The school eventually became known as the Garfield School, in recognition of President James A. Garfield, who taught penmanship at a nearby school in Poestenkill while attending Williams College in Massachusetts.

Sometime around 1920, an 8 ft addition was added to the back of the building to allow for internal plumbing, toilets, and sinks. This was added to conform with newly developed health standards, which required sanitary facilities in all public schools by September 1918. This was the only major addition to the structure over the course of its history.
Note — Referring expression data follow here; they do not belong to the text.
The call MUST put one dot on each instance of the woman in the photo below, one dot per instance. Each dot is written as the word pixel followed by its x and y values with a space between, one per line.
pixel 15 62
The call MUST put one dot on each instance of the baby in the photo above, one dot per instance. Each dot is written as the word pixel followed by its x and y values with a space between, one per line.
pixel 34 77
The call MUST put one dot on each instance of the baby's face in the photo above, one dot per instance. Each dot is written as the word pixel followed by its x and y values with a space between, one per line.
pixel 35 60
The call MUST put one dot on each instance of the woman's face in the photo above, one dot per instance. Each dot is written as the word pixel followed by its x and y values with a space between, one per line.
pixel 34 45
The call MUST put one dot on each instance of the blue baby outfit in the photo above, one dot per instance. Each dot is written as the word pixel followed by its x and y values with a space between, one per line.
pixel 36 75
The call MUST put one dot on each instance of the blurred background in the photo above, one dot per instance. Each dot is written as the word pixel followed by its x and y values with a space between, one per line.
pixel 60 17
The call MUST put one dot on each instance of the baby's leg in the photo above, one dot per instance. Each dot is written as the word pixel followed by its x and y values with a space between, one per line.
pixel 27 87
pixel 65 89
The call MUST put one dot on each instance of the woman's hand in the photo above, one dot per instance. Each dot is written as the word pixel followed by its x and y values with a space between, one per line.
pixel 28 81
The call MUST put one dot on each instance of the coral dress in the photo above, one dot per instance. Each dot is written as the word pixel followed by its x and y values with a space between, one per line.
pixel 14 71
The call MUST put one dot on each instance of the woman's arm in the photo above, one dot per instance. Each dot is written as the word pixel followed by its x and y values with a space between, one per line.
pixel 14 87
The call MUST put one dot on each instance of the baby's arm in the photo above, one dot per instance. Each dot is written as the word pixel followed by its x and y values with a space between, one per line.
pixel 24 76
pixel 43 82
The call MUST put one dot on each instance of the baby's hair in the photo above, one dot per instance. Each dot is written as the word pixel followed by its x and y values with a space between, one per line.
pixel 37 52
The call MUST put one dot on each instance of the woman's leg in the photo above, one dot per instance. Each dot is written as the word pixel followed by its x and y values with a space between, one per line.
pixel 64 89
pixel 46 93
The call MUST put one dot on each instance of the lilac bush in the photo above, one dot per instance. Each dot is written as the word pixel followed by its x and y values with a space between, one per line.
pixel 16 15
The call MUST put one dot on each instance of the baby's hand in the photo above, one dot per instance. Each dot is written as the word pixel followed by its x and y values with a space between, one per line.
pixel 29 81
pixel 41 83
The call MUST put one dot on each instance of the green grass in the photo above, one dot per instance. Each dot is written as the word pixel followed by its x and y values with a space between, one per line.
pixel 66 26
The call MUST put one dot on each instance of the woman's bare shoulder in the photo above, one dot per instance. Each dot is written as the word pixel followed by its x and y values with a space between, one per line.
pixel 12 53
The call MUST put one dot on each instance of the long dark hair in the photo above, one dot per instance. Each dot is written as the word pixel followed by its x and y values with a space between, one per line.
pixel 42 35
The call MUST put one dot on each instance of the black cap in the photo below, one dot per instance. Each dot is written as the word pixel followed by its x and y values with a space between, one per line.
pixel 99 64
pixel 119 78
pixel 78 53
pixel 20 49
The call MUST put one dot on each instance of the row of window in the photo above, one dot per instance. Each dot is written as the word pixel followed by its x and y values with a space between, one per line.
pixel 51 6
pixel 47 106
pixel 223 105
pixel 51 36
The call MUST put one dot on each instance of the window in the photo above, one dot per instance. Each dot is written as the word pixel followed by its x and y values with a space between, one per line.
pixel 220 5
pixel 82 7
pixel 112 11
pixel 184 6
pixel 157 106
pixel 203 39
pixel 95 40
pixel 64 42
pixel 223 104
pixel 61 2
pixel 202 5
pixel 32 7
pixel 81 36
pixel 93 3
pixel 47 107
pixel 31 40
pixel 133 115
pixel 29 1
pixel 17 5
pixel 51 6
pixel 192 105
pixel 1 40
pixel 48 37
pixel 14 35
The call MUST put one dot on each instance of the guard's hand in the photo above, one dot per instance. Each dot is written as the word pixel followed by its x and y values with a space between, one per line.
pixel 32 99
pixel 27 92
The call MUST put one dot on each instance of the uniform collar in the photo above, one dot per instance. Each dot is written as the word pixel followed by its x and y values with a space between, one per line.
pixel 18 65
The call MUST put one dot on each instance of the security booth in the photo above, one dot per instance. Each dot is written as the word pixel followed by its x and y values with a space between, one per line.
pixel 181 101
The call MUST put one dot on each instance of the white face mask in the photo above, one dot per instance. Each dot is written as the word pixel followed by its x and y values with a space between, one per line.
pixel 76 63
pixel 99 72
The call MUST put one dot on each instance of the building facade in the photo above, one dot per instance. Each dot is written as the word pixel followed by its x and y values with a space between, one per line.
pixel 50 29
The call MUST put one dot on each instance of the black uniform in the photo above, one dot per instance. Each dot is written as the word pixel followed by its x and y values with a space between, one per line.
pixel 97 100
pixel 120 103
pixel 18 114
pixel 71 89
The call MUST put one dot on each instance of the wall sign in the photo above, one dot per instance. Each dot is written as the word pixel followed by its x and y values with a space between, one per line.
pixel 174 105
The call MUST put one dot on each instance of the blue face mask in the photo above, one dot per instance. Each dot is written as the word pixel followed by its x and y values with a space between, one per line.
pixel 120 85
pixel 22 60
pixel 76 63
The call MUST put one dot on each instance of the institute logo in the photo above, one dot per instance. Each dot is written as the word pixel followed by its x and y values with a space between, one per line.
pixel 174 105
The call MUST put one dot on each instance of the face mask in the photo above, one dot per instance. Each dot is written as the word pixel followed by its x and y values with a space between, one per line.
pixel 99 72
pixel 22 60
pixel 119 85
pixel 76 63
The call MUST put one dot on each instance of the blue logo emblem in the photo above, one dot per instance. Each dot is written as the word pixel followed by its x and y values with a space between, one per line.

Today the building is home to the Brunswick Historical Society. It was added to the NRHP in 1988, becoming the first listed building in the Town of Brunswick. Until 1986, it was owned by Brunswick Central School District, but was transferred to the Town of Brunswick that year, under the condition that the building only be used for educational purposes. The Brunswick Community Library opened in the building in 1986 and remained there until a new library building was opened further east on Brunswick Road in September 2009.

The Garfield School is considered the best-preserved two-room schoolhouse in Rensselaer County and has been used continuously since its opening. After school district consolidation in the 1950s, the building was still used by its home district at times of overcrowding and was used for BOCES classes for some time.